Mayor Tim Mahoney said city leaders, aware that homeowners are feeling the pinch, plan to cut the tax rate by 2 mills for a total of 51 mills in 2018. Local governments, including the city, are cutting more than 11 mills, he said.
"Our budget was fairly flat, and we dropped the mill by 2," said Deputy Mayor Dave Piepkorn. "I'm very comfortable with that."
The proposed $96.4 million general fund, the main operating fund that property taxes go into, will be 0.7 percent higher than this year's budget. The overall budget of $290.5 million, which includes utilities, debt service and pensions, will be 9.4 percent higher, most of which are expenses incurred by utilities and the airport.
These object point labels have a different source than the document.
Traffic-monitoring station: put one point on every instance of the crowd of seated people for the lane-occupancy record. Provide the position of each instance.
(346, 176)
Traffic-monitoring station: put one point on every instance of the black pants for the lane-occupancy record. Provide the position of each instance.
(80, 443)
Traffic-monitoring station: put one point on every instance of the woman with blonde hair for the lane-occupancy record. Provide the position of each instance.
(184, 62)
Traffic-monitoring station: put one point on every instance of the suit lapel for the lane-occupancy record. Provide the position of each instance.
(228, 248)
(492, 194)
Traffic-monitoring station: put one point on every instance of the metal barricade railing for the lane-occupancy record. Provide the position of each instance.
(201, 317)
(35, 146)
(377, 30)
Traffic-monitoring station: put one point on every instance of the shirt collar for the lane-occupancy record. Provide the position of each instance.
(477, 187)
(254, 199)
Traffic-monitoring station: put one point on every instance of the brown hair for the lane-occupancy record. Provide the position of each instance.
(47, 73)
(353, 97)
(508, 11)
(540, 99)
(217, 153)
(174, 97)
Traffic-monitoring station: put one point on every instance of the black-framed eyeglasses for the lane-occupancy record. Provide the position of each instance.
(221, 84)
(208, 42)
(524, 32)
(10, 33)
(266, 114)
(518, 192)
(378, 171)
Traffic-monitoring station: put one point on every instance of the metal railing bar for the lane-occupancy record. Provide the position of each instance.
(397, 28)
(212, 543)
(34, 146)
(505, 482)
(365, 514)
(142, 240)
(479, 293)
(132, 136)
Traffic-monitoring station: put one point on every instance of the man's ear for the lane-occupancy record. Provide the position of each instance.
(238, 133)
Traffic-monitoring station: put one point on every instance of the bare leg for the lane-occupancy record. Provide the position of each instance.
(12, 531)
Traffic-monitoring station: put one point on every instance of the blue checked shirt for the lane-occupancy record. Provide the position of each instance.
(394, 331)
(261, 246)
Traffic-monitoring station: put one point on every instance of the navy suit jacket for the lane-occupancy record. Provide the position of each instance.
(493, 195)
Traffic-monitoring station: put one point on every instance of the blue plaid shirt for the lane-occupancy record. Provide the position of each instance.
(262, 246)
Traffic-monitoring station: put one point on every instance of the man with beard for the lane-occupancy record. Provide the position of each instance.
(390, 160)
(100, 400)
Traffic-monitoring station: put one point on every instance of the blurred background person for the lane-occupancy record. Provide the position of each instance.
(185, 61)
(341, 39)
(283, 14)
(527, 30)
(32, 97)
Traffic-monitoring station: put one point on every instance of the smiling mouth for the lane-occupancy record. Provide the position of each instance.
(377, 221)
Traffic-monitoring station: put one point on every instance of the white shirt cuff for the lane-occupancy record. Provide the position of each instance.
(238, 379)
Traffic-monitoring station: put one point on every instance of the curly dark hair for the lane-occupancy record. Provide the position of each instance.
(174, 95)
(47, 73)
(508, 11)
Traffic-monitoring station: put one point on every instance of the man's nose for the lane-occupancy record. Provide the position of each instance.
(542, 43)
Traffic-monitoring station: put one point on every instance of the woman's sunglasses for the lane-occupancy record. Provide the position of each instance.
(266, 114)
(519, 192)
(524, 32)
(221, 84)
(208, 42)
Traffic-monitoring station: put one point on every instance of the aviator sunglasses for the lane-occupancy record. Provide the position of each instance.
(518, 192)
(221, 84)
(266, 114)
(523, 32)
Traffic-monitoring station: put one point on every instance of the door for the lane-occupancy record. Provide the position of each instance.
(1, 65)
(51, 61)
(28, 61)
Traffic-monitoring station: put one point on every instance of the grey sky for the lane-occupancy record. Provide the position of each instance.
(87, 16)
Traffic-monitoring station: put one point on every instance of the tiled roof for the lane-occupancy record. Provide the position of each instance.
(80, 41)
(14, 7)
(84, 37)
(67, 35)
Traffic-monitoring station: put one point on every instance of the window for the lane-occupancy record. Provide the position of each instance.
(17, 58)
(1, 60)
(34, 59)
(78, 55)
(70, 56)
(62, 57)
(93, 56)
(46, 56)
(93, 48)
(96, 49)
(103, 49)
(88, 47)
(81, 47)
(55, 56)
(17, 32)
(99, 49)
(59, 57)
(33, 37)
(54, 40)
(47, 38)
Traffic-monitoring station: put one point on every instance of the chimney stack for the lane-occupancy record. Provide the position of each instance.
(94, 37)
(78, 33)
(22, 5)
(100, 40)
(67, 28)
City Commissioners voted 4-1 to pass the budget. Commissioner Tony Gehrig, who pushed to cut another mill by reducing cost-of-living adjustments for some staff and spending more of unallocated funds, was the lone dissenting vote after failing to gain support from other commissioners.
Tax bills are already expected to go up even without increases in valuations because of a change in the way the state offers property-tax relief. Lawmakers decided this year to eliminate the 12-percent buy down of property taxes and offer to pay for county social services instead. In Cass County, that is equivalent to a 3.5 percent buydown of property taxes, County Auditor Mike Montplaisir has said.
Piepkorn said lawmakers failed to pass comprehensive tax reform in recent years and chose to just buy down taxes with oil revenue and there's just not much of that money any more.
Homeowner Juliette Fiechtner and others complained the city has given too many tax breaks to businesses, suggesting reducing these would lead to lower tax bills.
Gehrig agreed saying tax revenues would be 7 percent higher without tax breaks.
Mahoney said many tax breaks go to new homebuyers, disabled veterans and low-income seniors. Tax breaks for businesses encourage investments that yield much higher tax revenues than before once the incentives expire, he said.
Fargo City Assessor Ben Hushka found some homeowners' whose valuations didn't go up at all and noted that the ones living within the Fargo School District will see their tax bill go up 9 percent. The ones living in the West Fargo School District will see theirs go up 7 percent.
He told The Forum he suspected that many who complained Monday saw more than that because his department recently scrutinized their neighborhood.
With limited manpower, he said, his staff will generally calculate valuations by doing statistical analysis of the homes sold in most neighborhoods and save the door-to-door assessments for neighborhoods where that method doesn't appear to work as well.
State law requires the assessor to ensure valuations be at least 95 percent of sale prices, so every year Hushka's department has to do a comparison.
He said neighborhoods where the valuations were much lower than sale prices will require extra scrutiny, which often reveals that they've been undervalued for several years.
It so happens that they're playing catch up in a year when tax relief is less generous.